Vegetable gardens sprawled in patchwork confusion beyond an unguarded kraal gate. Wet chickens hid under the houses. Pens for hogs stank and leaked filth into the mud streets. Thin, forlorn cows huddled against the rain and a few sheep and goats milled uncertainly in a high-walled pen. A horse neighed once, answered by others in the distance.
”Where is everyone?” Malcolm wondered aloud: “There should be a watch set, even in this storm.”
Kit cupped hands over his eyes to blink them clear of streaming rain. “Probably at the fort,” he decided. “The wall’s higher, stouter in case of emergencies. We’ll try there.”
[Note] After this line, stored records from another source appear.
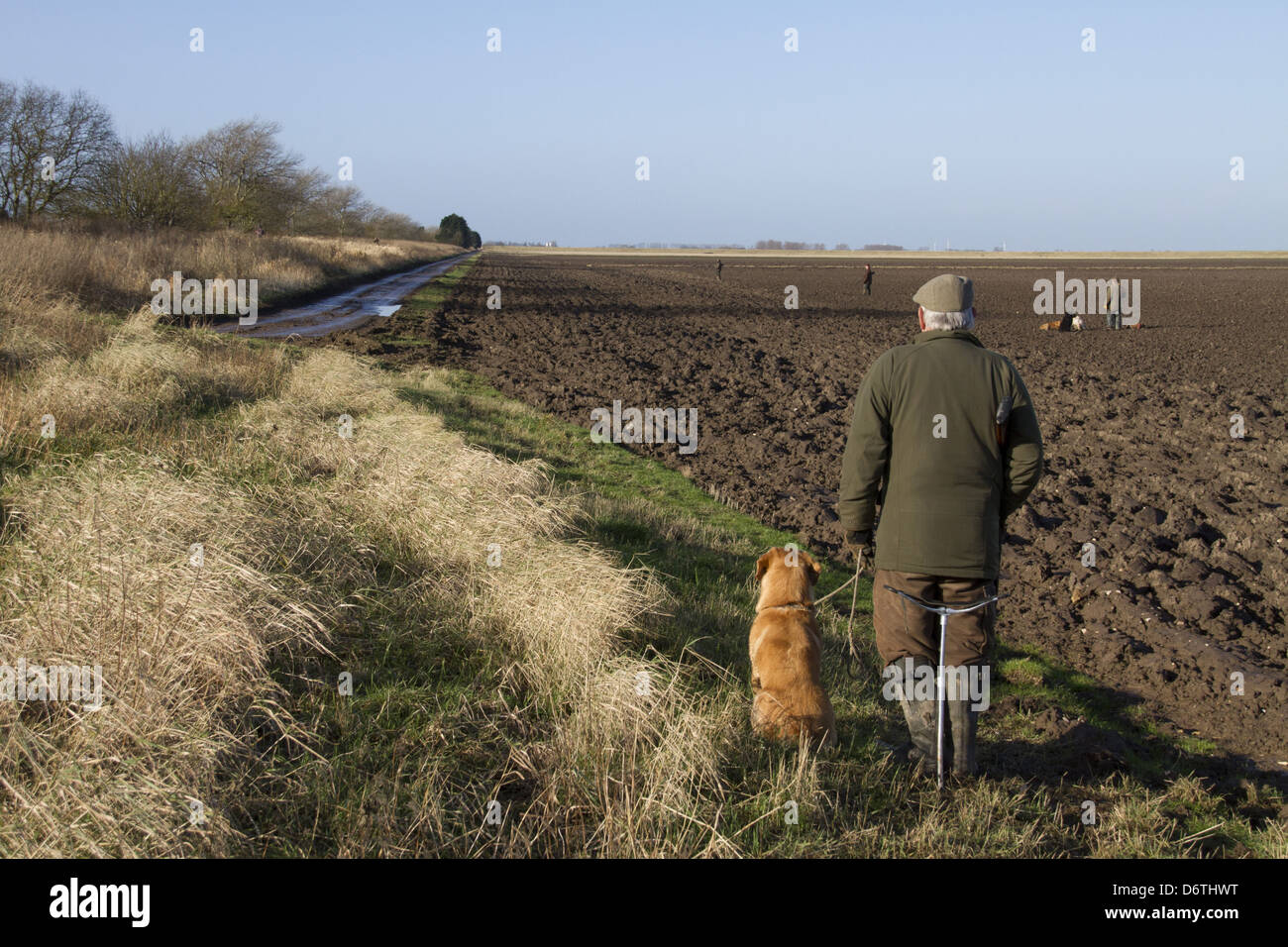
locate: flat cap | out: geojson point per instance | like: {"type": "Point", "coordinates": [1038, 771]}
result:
{"type": "Point", "coordinates": [945, 292]}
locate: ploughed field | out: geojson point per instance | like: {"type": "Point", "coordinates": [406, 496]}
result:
{"type": "Point", "coordinates": [1188, 523]}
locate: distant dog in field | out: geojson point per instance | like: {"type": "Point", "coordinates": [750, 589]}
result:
{"type": "Point", "coordinates": [1069, 324]}
{"type": "Point", "coordinates": [786, 652]}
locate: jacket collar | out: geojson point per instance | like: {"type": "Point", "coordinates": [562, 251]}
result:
{"type": "Point", "coordinates": [947, 334]}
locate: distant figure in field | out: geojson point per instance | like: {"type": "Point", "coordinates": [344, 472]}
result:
{"type": "Point", "coordinates": [1113, 313]}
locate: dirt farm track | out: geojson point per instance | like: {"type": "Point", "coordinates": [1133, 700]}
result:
{"type": "Point", "coordinates": [1188, 522]}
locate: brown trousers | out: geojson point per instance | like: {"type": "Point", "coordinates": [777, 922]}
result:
{"type": "Point", "coordinates": [905, 630]}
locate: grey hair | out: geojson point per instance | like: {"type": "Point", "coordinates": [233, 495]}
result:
{"type": "Point", "coordinates": [948, 320]}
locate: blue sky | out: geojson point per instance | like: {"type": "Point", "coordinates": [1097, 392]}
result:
{"type": "Point", "coordinates": [1047, 147]}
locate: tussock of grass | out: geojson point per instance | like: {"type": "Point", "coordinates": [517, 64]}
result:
{"type": "Point", "coordinates": [115, 272]}
{"type": "Point", "coordinates": [588, 688]}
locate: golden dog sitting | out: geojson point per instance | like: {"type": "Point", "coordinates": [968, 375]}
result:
{"type": "Point", "coordinates": [786, 654]}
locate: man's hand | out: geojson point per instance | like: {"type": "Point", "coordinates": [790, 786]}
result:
{"type": "Point", "coordinates": [858, 541]}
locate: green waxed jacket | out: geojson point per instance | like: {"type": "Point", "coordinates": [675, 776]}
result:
{"type": "Point", "coordinates": [923, 447]}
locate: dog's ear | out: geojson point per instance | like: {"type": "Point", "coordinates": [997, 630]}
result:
{"type": "Point", "coordinates": [763, 564]}
{"type": "Point", "coordinates": [814, 570]}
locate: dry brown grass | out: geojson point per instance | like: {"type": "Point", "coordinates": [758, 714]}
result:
{"type": "Point", "coordinates": [114, 273]}
{"type": "Point", "coordinates": [220, 680]}
{"type": "Point", "coordinates": [95, 571]}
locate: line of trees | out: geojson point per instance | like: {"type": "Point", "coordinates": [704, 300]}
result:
{"type": "Point", "coordinates": [60, 158]}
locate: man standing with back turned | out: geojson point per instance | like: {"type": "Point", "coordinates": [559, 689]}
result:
{"type": "Point", "coordinates": [926, 446]}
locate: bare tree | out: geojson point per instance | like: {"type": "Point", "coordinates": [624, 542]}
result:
{"type": "Point", "coordinates": [246, 175]}
{"type": "Point", "coordinates": [51, 149]}
{"type": "Point", "coordinates": [149, 183]}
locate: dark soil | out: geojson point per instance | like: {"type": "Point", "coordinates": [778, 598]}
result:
{"type": "Point", "coordinates": [1188, 522]}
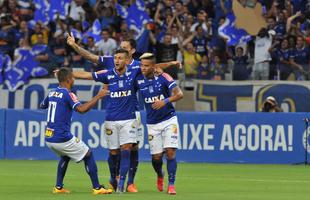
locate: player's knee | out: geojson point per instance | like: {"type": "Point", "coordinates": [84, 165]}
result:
{"type": "Point", "coordinates": [114, 151]}
{"type": "Point", "coordinates": [157, 157]}
{"type": "Point", "coordinates": [170, 153]}
{"type": "Point", "coordinates": [126, 147]}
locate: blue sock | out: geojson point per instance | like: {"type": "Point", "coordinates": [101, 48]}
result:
{"type": "Point", "coordinates": [134, 161]}
{"type": "Point", "coordinates": [61, 170]}
{"type": "Point", "coordinates": [91, 169]}
{"type": "Point", "coordinates": [113, 162]}
{"type": "Point", "coordinates": [157, 165]}
{"type": "Point", "coordinates": [172, 169]}
{"type": "Point", "coordinates": [124, 166]}
{"type": "Point", "coordinates": [118, 164]}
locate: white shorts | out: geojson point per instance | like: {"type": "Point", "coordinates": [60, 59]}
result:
{"type": "Point", "coordinates": [163, 135]}
{"type": "Point", "coordinates": [75, 148]}
{"type": "Point", "coordinates": [140, 128]}
{"type": "Point", "coordinates": [120, 132]}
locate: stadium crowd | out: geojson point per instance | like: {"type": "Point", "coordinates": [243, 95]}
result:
{"type": "Point", "coordinates": [184, 30]}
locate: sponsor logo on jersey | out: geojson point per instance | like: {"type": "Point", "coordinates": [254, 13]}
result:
{"type": "Point", "coordinates": [118, 94]}
{"type": "Point", "coordinates": [150, 137]}
{"type": "Point", "coordinates": [55, 94]}
{"type": "Point", "coordinates": [108, 131]}
{"type": "Point", "coordinates": [153, 99]}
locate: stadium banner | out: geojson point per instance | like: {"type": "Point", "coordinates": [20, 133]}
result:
{"type": "Point", "coordinates": [31, 95]}
{"type": "Point", "coordinates": [248, 96]}
{"type": "Point", "coordinates": [223, 137]}
{"type": "Point", "coordinates": [2, 123]}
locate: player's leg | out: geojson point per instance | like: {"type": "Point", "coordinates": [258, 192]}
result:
{"type": "Point", "coordinates": [112, 137]}
{"type": "Point", "coordinates": [134, 156]}
{"type": "Point", "coordinates": [92, 170]}
{"type": "Point", "coordinates": [156, 148]}
{"type": "Point", "coordinates": [170, 144]}
{"type": "Point", "coordinates": [113, 161]}
{"type": "Point", "coordinates": [61, 172]}
{"type": "Point", "coordinates": [171, 168]}
{"type": "Point", "coordinates": [134, 162]}
{"type": "Point", "coordinates": [157, 163]}
{"type": "Point", "coordinates": [127, 137]}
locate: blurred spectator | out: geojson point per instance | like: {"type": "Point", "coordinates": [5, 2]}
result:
{"type": "Point", "coordinates": [106, 45]}
{"type": "Point", "coordinates": [271, 105]}
{"type": "Point", "coordinates": [191, 60]}
{"type": "Point", "coordinates": [240, 68]}
{"type": "Point", "coordinates": [166, 52]}
{"type": "Point", "coordinates": [217, 69]}
{"type": "Point", "coordinates": [40, 28]}
{"type": "Point", "coordinates": [203, 68]}
{"type": "Point", "coordinates": [261, 55]}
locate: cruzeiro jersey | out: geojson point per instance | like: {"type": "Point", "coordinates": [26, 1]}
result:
{"type": "Point", "coordinates": [151, 90]}
{"type": "Point", "coordinates": [108, 62]}
{"type": "Point", "coordinates": [60, 103]}
{"type": "Point", "coordinates": [122, 102]}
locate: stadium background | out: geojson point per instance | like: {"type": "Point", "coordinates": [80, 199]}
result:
{"type": "Point", "coordinates": [219, 116]}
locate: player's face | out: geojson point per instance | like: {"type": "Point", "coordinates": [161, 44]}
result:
{"type": "Point", "coordinates": [120, 61]}
{"type": "Point", "coordinates": [147, 67]}
{"type": "Point", "coordinates": [126, 45]}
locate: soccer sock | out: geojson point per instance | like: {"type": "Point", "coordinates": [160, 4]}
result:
{"type": "Point", "coordinates": [134, 161]}
{"type": "Point", "coordinates": [118, 163]}
{"type": "Point", "coordinates": [157, 165]}
{"type": "Point", "coordinates": [61, 170]}
{"type": "Point", "coordinates": [124, 167]}
{"type": "Point", "coordinates": [172, 169]}
{"type": "Point", "coordinates": [91, 169]}
{"type": "Point", "coordinates": [113, 162]}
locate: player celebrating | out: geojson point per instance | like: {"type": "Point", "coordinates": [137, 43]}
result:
{"type": "Point", "coordinates": [108, 62]}
{"type": "Point", "coordinates": [120, 122]}
{"type": "Point", "coordinates": [163, 130]}
{"type": "Point", "coordinates": [60, 103]}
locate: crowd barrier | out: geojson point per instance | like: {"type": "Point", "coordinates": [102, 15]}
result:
{"type": "Point", "coordinates": [221, 137]}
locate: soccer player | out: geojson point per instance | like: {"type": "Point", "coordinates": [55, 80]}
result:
{"type": "Point", "coordinates": [60, 103]}
{"type": "Point", "coordinates": [120, 122]}
{"type": "Point", "coordinates": [158, 93]}
{"type": "Point", "coordinates": [108, 62]}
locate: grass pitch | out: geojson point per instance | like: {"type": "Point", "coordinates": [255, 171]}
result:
{"type": "Point", "coordinates": [34, 180]}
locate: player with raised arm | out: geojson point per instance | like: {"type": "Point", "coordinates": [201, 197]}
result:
{"type": "Point", "coordinates": [158, 92]}
{"type": "Point", "coordinates": [120, 122]}
{"type": "Point", "coordinates": [108, 62]}
{"type": "Point", "coordinates": [60, 103]}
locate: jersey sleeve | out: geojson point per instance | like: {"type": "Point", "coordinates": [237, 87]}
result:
{"type": "Point", "coordinates": [106, 62]}
{"type": "Point", "coordinates": [169, 81]}
{"type": "Point", "coordinates": [73, 100]}
{"type": "Point", "coordinates": [44, 103]}
{"type": "Point", "coordinates": [101, 76]}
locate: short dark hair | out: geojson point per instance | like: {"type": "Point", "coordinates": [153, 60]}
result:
{"type": "Point", "coordinates": [132, 43]}
{"type": "Point", "coordinates": [63, 74]}
{"type": "Point", "coordinates": [121, 51]}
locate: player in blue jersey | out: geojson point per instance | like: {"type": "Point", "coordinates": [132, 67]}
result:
{"type": "Point", "coordinates": [158, 93]}
{"type": "Point", "coordinates": [60, 103]}
{"type": "Point", "coordinates": [108, 63]}
{"type": "Point", "coordinates": [120, 122]}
When they stumbled between the houses into “town square” they halted in unison. The residents of Lourengo Marques had set up a crude pillory along one side of the square. Hanging from the stocks was a familiar, grizzled figure. Malcolm and Kit glanced swiftly around but saw no sign that anyone was watching. The whole town was shut up tight against the storm. Malcolm got to him first. Koot van Beek was dead, Had been dead for several hours, maybe as long as a day. Kit was ashen in the wild flares of lighting.